In the past, high-profile positions in the IT industry were predominantly held by men, despite the fact that some of technology’s earliest pioneers were female. But this is changing as is evident by the fact that over half of professional occupations in the United States are now held by women.
Nothing endures but change, mused ancient philosopher Heraclitus. But the poet Maya Angelou said it best: “If you don’t like something, change it. If you can’t change it, change your attitude.”
The 20th century was a remarkable era of change for women, who finally acquired indisputable rights to self-assertion and equality. It has been a long time coming, but the 21st century is the next staging ground for women expanding from followers to peers to leaders.
Women in technology garner a lot of attention, perhaps because they work in a sector known for its overwhelming male presence. This despite the fact that some of technology’s earliest pioneers were female, such as the inventor of programming, Ada Lovelace, or Hedy Lamarr, the film star and sex icon who also pioneered frequency hopping, used in mobile phones today.
Technology is behind the curve. Though over half of professional occupations in the United States are held by women, a mere quarter of professional technology jobs can make the same claim. Some argue that women are simply poorly suited for technology, lacking the logic and mathematical savvy to compete against men.

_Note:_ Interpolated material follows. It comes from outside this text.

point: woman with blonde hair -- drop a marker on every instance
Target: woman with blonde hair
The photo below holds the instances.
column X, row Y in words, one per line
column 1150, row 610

A few even assert that women are simply riskier.
Disproving such generalisations is easy, but the stigma is harder to purge. To Patricia Florissi, VP & Global CTO of Sales at EMC and a technology polymath, this perception is more about a lack of representation:
“If more opportunities were given to women, especially at senior levels, then you would be able to see more of a sample of female leadership that would change some of the biases. It is a self-fulfilling prophecy: the fewer women you have in leadership, the more biases you create, because you don’t have enough samples to create an accurate image of how women act and how successful they can be.”
Under-representation sabotages opportunities for women, said Florissi. But she doesn’t pin this on a misogynist culture. People think of those they know and consequently offer opportunities to whoever is front of mind. If an organisation is understaffed with women, odds are that women will not be considered as candidates merely due to a lack of visibility.

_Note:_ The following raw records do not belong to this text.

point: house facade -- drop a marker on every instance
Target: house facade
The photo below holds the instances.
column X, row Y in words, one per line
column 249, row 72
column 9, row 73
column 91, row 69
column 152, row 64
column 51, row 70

One could argue that gender should have nothing to do with it, that it is all about the best candidate. This is true, but Florissi warned of a larger danger if diversity is not part of a company’s outlook:
“We need to treat women in technology as a real issue, because we’re talking about fifty percent of the population, about digital transformation that is suffering from a deficit in intellectual capital and yet we leave half of the population behind. This is a business imperative. Where you don’t have diversity, you don’t have cognitive diversity, so you are in a position of disadvantage. We can only solve that together.”
The need for diverse, out-of-the-box thinkers has never been greater. Technology needs women: the problems and opportunities of the world cannot be tackled from just one vantage point. Creating diversity in gender and creed is what helps companies evolve and open new channels. Everyone has a role to play in making this shift happen. As Maya Angelou said: “Nothing will work unless you do.”